Houve, e ainda há, os que atribuíram ou atribuem a derrota unicamente à ausência de Neymar, como em 1998, quando a combalida seleção perdeu conjuntamente, mas a culpa foi atribuída apenas a Ronaldinho, aquele que “amarelou”. Na verdade, cometem um grande equívoco os que querem usar uma lógica racionalista para explicar um jogo que, pertencendo ao lúdico, merece explicações mais fantasiosas, associadas aos mistérios do acaso, do imponderável. O Brasil perdeu porque foi surpreendido pela rapidez dos adversários que, tal qual nos históricos exércitos, desde a época dos povos germânicos que invadiram Roma, sempre constituíram fileiras compactas e disciplinadas, habilitadas a surpreender inimigos mais concentrados na bravura individual de poucos.
Pois bem, se é preciso fantasiar e não utilizar raciocínios lógicos para explicar a derrota, poderíamos considerar a vitória dos alemães como o predomínio da rígida disciplina militar germânica, dos antigos teutos e germanos, sobre o individualismo latino, em que a aparente indisciplina é compensada pela criatividade individual de alguns, que às vezes consegue contagiar o conjunto, levando a sensacionais vitórias.
Na copa de 1970, no México, os vários talentos brasileiros atuaram em conjunto e somaram forças, impondo uma derrota retumbante contra outra seleção proveniente do coração do Lácio, que, ao procurar imitar a rígida disciplina alemã com o famoso catenaccio (retranca), ação de conjunto e defensiva, tropeçou contra a malícia e a “ginga” dos canarinhos. Em 08 de julho de 2014, não houve tal conjunção de talentos, e o comandante-geral, machucado, desnorteou a tropa, que foi pega de surpresa.

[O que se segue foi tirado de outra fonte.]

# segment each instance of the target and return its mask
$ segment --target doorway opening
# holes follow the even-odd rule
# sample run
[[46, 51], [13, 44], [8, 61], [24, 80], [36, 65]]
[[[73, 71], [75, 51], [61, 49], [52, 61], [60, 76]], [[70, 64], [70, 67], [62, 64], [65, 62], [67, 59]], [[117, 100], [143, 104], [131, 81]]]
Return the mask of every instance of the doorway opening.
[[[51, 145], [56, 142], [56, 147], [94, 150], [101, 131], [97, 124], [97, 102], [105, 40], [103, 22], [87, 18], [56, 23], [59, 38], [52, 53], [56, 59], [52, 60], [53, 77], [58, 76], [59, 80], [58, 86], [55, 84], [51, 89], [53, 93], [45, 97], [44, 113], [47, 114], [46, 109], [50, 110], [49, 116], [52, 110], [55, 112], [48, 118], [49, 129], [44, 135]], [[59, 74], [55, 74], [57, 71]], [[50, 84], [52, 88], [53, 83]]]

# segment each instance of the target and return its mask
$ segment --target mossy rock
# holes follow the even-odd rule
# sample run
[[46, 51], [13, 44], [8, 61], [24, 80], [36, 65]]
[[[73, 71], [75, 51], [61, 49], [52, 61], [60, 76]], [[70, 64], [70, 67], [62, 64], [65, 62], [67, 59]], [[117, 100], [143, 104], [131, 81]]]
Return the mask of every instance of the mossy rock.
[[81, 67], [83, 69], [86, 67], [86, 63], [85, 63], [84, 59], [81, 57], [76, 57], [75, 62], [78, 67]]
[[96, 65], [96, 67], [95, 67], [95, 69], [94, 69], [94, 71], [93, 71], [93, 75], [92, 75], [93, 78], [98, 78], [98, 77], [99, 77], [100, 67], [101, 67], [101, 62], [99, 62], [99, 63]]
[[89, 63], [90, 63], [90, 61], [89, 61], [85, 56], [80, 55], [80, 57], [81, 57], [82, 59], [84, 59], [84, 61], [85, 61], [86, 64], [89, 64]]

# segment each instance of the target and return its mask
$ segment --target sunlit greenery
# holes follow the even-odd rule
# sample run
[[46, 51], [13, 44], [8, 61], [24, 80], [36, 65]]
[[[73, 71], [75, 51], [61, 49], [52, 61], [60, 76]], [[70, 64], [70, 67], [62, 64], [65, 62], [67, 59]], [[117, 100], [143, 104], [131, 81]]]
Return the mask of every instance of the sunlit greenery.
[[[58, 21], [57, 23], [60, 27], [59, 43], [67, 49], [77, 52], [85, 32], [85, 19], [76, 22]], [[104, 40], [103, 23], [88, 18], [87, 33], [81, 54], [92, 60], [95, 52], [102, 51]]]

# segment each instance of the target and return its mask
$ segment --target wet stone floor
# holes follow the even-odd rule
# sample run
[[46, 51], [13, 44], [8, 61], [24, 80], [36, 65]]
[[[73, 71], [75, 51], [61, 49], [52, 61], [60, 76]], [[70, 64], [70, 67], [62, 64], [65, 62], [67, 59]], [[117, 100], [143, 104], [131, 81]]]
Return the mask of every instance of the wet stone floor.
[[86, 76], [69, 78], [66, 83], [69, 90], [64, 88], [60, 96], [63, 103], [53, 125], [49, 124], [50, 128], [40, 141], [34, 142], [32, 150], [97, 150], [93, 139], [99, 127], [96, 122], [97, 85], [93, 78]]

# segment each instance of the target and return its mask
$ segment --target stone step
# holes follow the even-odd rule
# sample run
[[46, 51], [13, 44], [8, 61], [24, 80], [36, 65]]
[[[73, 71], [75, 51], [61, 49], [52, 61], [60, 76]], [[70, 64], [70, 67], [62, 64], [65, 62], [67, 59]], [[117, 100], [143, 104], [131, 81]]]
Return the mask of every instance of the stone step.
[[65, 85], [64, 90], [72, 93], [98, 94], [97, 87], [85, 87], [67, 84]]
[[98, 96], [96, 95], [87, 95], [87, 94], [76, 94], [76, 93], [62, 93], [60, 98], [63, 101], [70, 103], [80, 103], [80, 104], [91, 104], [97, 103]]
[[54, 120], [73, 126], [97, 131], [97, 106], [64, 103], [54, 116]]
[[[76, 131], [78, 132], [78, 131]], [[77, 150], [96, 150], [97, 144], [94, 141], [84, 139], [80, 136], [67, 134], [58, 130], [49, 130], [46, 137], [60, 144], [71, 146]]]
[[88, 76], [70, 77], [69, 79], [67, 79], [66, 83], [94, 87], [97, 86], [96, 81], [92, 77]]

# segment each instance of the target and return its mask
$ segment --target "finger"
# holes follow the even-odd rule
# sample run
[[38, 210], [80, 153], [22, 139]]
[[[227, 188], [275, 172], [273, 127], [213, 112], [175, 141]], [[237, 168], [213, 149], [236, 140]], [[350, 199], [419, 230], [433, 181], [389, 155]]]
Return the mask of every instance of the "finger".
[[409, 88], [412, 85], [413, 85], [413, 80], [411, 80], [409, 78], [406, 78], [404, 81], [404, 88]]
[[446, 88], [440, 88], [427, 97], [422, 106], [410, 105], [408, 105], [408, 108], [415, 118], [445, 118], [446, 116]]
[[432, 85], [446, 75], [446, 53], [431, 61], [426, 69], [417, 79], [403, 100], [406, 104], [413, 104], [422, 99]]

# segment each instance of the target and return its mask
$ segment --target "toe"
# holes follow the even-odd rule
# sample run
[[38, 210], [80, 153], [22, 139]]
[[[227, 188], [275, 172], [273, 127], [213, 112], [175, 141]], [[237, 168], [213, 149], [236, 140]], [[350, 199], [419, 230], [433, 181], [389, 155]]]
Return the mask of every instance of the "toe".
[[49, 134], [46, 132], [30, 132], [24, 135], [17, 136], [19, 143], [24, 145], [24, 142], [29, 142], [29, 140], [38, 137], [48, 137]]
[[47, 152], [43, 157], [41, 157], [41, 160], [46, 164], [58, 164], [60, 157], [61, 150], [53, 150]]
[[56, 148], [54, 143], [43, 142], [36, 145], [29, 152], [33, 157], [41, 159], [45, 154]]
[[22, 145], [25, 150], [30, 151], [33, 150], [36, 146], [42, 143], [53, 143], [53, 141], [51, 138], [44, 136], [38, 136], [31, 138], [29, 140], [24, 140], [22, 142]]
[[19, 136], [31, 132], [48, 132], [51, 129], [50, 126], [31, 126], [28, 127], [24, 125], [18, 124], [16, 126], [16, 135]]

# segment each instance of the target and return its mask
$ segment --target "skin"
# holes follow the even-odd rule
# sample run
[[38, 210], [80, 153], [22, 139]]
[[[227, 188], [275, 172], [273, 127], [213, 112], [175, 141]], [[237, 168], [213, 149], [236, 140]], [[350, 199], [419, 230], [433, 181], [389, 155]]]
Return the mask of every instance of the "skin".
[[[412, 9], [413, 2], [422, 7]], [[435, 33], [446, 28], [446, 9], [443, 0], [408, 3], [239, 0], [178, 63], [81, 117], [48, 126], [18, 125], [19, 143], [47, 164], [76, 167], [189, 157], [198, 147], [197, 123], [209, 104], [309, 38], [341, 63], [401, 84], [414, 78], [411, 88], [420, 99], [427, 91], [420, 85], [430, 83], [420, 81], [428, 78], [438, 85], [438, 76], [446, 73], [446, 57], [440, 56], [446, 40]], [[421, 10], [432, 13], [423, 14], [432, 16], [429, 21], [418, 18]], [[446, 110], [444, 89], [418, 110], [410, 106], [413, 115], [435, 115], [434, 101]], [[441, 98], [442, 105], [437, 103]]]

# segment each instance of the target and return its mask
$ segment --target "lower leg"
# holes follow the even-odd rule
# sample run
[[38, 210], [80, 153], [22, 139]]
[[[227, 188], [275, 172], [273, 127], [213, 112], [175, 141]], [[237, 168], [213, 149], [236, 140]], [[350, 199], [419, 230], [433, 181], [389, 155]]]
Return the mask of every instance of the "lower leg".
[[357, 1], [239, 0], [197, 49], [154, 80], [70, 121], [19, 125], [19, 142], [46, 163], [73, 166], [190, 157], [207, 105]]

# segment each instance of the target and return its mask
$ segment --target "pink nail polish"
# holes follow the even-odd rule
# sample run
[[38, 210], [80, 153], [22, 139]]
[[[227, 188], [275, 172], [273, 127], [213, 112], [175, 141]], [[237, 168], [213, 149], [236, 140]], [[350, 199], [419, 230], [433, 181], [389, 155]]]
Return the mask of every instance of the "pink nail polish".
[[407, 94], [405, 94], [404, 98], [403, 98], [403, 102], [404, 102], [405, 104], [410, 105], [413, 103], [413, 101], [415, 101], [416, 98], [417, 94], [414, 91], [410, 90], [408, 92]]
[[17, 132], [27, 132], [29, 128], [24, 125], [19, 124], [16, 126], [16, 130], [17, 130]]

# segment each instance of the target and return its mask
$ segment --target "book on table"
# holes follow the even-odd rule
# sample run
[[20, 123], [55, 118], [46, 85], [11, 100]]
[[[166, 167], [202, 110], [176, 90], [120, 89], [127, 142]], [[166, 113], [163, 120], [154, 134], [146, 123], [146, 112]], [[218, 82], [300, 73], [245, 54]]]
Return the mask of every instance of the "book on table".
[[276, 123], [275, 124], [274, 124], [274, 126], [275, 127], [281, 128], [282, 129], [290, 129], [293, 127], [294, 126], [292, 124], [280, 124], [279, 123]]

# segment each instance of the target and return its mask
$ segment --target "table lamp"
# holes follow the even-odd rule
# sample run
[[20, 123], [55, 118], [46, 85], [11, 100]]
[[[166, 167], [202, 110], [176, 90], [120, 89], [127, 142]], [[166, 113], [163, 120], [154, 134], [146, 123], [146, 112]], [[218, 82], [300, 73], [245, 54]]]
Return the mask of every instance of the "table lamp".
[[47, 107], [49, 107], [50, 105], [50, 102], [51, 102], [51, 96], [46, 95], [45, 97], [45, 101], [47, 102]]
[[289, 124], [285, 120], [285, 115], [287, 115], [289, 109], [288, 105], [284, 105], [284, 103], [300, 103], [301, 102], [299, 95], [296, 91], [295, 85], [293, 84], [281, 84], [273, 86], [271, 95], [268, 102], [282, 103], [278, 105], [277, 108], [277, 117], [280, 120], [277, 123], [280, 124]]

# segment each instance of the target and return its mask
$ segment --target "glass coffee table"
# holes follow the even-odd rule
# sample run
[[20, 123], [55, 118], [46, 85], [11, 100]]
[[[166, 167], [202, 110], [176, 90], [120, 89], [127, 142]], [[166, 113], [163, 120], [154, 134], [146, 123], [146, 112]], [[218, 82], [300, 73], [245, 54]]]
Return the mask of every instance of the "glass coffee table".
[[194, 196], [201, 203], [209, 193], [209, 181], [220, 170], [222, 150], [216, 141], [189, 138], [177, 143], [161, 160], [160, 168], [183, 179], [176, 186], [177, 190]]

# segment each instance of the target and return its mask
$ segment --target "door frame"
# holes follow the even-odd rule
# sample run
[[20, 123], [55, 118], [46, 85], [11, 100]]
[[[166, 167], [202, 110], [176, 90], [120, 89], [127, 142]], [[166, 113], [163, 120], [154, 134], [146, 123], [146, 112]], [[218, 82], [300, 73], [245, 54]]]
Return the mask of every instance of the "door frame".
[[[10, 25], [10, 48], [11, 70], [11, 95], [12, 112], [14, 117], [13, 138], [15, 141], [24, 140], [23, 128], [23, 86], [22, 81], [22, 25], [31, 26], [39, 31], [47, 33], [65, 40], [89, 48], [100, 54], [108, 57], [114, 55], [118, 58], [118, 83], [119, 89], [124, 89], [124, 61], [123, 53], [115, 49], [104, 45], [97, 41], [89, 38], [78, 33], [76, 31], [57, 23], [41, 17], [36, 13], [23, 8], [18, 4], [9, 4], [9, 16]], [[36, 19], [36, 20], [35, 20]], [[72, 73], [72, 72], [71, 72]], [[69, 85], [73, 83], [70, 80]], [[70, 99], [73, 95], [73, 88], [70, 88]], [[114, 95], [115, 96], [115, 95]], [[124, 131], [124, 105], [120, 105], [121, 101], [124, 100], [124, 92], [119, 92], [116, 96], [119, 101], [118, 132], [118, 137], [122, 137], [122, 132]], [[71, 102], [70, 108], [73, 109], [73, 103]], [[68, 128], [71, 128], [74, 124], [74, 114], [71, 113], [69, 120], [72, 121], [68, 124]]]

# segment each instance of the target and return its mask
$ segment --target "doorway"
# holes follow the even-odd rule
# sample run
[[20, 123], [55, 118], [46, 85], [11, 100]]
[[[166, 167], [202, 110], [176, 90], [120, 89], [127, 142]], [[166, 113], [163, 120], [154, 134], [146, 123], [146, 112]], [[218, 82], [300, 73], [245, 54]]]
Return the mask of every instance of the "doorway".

Em meados do século XIV, o grande poeta Petrarca, na famosa canção “Italia mia”, já alertava para a “raiva alemã”, para a notória índole guerreira desse povo, concluindo que se os italianos eram constantemente derrotados por eles, não era certamente pela superioridade intelectual germânica, mas tão somente pela incapacidade italiana de formar um grupo compacto, isto é, um “time”. Petrarca atribuía também as derrotas italianas à ausência do papa, o poder espiritual, que se encontrava em Avignon, na França, e não em Roma, devido aos constantes embates com o poder temporal, isto é, com os imperadores.
Dando asas à fantasia, algo semelhante aconteceu naquele 08 de julho de 2014. O conjunto venceu o individual, a “raiva” guerreira alemã venceu o “intelecto” (ou o talento) futebolístico brasileiro. O papa em questão era Neymar, cuja mente estava e ainda está principalmente na Espanha. Já o imperador poderia ser o Felipão (ou Dunga), legítimo (s) representante (s) da CBF, sempre em guerra contra “papas” como Neymar e outros craques brasileiros, que trocam o caos dos campeonatos nacionais pelos milhões de euros e pela organização mais eficiente dos campeonatos europeus.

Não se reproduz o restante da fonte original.